Much material culture did not survive. Furniture was used until it was suitable only for firewood, and seals of private citizens might have been used only a few times before being thrown into a latrine. Fortunately for the archeologists, the latrines were cleaned out periodically and the contents used on surrounding fields. This means, of course, that it is impossible to connect the material object to its place of origin.
Radohs presents some practical advice on how to interpret the material that did survive. Most useful is NAT (number of artifact types), which gives greater weight to the variety of barometer objects in a location than to the sheer number. This, when combined with the written evidence, allows us to determine roughly where the owner of the residence fits in the social hierarchy.
Næstved was used as a control for the Stralsund chapters, along with barometer objects from the National Museum of Denmark. This confirms the existence of a Baltic urban elite that crossed national borders and language barriers. Merchants bought and sold wherever they could, and they lived wherever it was most convenient for business.

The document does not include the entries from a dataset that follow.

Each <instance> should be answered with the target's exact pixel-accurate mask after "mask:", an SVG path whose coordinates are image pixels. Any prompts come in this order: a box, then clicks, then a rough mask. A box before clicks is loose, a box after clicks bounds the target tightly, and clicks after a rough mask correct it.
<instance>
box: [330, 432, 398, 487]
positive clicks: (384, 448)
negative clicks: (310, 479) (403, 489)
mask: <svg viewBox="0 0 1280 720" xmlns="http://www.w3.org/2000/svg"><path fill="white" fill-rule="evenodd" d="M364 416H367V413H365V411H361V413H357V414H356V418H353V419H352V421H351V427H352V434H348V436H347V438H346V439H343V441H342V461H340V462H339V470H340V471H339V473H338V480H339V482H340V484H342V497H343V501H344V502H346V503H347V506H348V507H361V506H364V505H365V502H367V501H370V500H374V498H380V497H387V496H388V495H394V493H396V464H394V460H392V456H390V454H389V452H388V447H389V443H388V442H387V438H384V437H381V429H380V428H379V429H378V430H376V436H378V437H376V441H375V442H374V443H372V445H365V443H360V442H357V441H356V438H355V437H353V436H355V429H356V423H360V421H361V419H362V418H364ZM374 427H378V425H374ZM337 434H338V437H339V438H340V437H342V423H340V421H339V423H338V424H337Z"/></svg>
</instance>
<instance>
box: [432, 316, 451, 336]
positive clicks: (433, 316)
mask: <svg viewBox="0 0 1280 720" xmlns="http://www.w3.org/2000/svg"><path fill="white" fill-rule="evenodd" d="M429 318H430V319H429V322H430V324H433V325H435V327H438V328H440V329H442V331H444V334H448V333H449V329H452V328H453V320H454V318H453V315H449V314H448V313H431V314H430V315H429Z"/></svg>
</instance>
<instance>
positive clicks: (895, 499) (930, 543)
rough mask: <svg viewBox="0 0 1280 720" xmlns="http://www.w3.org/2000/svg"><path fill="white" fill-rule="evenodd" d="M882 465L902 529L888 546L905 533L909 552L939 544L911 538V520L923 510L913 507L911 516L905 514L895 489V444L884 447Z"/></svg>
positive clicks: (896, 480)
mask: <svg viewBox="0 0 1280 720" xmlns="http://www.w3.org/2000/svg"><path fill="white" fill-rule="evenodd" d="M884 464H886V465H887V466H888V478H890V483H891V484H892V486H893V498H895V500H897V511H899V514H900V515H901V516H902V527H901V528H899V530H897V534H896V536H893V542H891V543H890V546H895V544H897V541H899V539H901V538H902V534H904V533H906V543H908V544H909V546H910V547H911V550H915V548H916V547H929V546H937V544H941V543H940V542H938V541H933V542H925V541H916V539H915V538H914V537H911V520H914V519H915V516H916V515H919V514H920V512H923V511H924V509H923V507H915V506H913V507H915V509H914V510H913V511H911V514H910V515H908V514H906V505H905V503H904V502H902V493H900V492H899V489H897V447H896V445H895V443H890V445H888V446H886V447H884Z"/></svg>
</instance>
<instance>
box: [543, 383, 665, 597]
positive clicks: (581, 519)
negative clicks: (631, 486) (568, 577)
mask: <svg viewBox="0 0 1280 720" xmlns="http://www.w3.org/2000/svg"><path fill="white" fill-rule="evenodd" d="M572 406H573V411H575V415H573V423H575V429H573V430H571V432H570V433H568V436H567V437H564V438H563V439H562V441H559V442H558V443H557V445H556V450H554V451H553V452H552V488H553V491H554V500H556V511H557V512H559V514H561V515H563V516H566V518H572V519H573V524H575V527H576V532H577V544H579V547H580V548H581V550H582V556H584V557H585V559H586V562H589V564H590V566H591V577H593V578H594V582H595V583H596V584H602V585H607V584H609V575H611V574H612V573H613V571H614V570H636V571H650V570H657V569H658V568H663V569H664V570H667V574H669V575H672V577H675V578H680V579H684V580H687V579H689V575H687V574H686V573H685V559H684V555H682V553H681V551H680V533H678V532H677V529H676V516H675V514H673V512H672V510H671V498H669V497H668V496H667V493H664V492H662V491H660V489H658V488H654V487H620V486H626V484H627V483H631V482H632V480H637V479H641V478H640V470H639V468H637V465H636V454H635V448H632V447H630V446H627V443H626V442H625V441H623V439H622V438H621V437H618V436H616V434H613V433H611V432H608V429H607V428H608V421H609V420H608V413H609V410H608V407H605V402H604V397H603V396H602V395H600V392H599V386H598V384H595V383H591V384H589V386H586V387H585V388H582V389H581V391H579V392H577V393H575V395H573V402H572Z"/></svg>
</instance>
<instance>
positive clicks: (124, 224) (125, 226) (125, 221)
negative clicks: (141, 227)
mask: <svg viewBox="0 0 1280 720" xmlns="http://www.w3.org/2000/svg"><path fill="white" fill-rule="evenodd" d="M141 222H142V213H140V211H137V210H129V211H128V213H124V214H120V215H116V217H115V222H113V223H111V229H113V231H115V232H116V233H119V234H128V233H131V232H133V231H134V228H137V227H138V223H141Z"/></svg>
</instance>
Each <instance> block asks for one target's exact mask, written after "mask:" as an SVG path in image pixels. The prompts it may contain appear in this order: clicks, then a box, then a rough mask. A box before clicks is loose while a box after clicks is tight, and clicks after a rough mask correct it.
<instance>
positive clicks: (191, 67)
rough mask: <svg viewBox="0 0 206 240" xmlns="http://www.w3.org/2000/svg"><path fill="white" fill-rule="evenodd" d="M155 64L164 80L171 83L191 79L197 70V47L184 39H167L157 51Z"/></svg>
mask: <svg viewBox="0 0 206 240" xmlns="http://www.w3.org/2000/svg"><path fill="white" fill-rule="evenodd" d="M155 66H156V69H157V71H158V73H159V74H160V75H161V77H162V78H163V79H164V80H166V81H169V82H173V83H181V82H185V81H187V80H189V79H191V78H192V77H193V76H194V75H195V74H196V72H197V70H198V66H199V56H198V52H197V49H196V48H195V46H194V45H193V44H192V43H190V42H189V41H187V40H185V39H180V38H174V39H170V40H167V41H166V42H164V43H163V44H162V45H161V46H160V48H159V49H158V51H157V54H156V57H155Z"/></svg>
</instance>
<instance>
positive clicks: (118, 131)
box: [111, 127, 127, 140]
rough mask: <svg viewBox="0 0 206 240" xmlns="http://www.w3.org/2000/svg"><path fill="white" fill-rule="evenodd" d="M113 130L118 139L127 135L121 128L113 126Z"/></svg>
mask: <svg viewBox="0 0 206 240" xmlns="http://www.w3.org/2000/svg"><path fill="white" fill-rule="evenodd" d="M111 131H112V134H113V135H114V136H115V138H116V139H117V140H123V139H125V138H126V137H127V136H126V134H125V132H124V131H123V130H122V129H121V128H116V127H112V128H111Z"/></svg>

What we learn in these chapters is the complexity of the problems facing the archeologist, not the least of which is the paucity of written records that would allow us to put names to the houses that have been excavated, thereby giving us a better idea of how they fit into the urban elite.
Appendix 8 might be of more general interest because of its detailed floor plans. Creating these was possible because Lübeck law (which was used in Stralsund) demanded a strong firewall between buildings. While the upper stories of many buildings have been destroyed or altered, the basements have remained intact. Combining this information with structures standing elsewhere, the author can show what the interiors of the buildings must have looked like.
This brings us to one of the author's strongest lessons, namely that nothing explains itself in isolation. Context is everything, and all possible sources of information must be used. In this study, the combination of written sources and archeological research provides us a glimpse beyond the material culture of the urban elite into how that elite functioned. A glimpse, alas, is less than a look. For that, more work is needed. And "the man in the street" needs a simple story that he can remember and tell.
What Radohs hopes for is a renewed debate on past and present urban archeology, a debate that can better define the goals and measures to be used in the future, a debate that will lead us to better understand what life was really like in a medieval city.